Airtricity and Bord Gáis to hike prices for electricity

BORD Gáis and Airtricity will be increasing their electricity prices in line with the ESB when the public service obligation (PSO) levy is introduced in October.

Bord Gáis spokeswoman Kathleen O’Sullivan said that gas prices will remain unaffected. “This levy only applies to electricity and not gas and is because there is a wish to support peat energy production and some renewable energies.”

Airtricity spokesman Brendan Murphy said that the company would not be exempt from the price rise. Although the provider has a larger proportion of its energy produced by renewable sources, Mr Murphy said a moratorium on wind turbine construction had slowed its ability to switch over more of its supply to greener sources.

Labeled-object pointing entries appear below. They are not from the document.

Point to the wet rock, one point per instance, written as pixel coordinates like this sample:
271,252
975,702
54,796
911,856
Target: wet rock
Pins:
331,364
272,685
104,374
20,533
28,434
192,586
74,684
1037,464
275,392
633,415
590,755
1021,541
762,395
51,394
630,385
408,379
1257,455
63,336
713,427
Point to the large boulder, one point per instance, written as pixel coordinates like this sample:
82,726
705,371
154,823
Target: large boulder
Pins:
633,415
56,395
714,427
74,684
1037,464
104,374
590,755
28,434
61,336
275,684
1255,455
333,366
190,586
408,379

The new electricity levy, aimed at aiding the uptake of renewable energy into the Irish market, will hit all electricity customers, regardless of their ability to pay.

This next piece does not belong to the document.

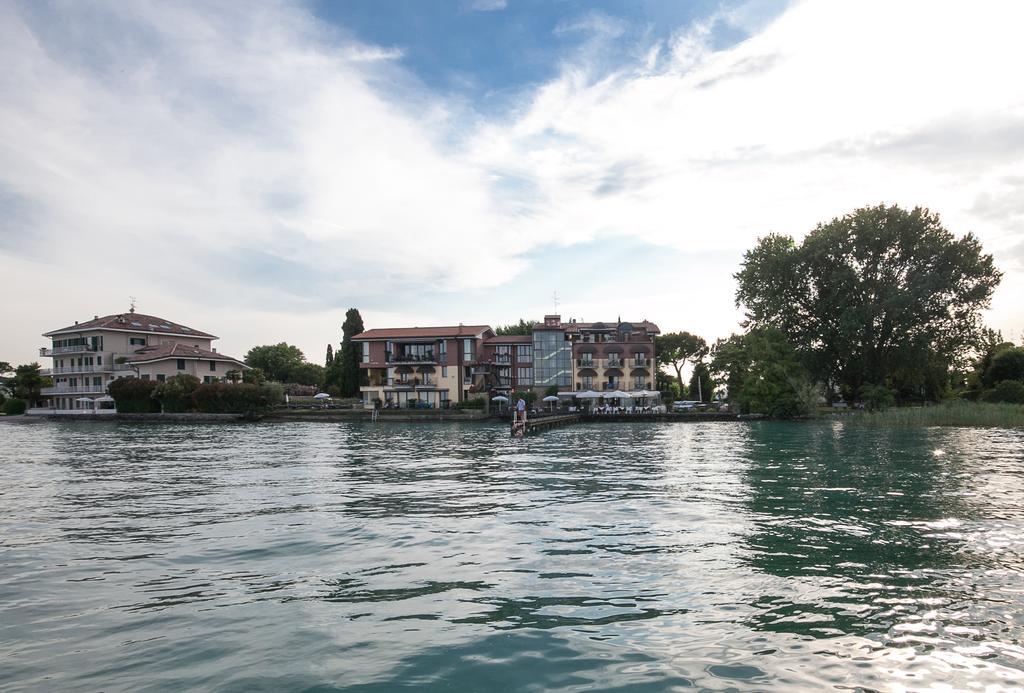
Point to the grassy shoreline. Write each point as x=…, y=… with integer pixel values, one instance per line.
x=950, y=413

It is envisaged each home will have to pay a new levy of €32.76 to subsidise the higher cost of generating electricity in more environmentally friendly ways.

Small businesses will have to pay an extra €99 annual levy and big businesses will be hit with a 5% rise for overall usage.

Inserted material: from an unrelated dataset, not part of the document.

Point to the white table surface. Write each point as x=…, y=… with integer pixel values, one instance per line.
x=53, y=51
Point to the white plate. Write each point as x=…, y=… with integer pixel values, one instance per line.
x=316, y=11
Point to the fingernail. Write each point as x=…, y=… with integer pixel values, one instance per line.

Labour Party energy spokeswoman Liz McManus said it was not acceptable that Green Party Energy Minister Eamon Ryan has remained silent on the impact of the levy.

“It is outrageous that Minister Ryan is silent on an issue that is of such concern to consumers and businesses. A 5% increase in electricity prices will put a terrible strain on struggling SMEs and on households dependent on low incomes,” she said.

“The formula used for allocating this new charge should be altered to bring fairness, currently no matter how rich or poor you are you pay the same PSO.”

Critics have claimed that the levy is only one of a raft of ‘green taxes’ that will be introduced in the coming months and cost households in total up to €500 a year.

These cost increases were agreed as part of the new programme for Government between the Green Party and Fianna Fáil.

Among the extra costs will be water charges, carbon taxes on petrol and diesel, and a carbon tax on home heating oil.

The Industrial Development Authority (IDA) has warned that multinational companies had expressed concern about proposed increases in electricity costs stating that corporations have threatened to cut staff if they are introduced.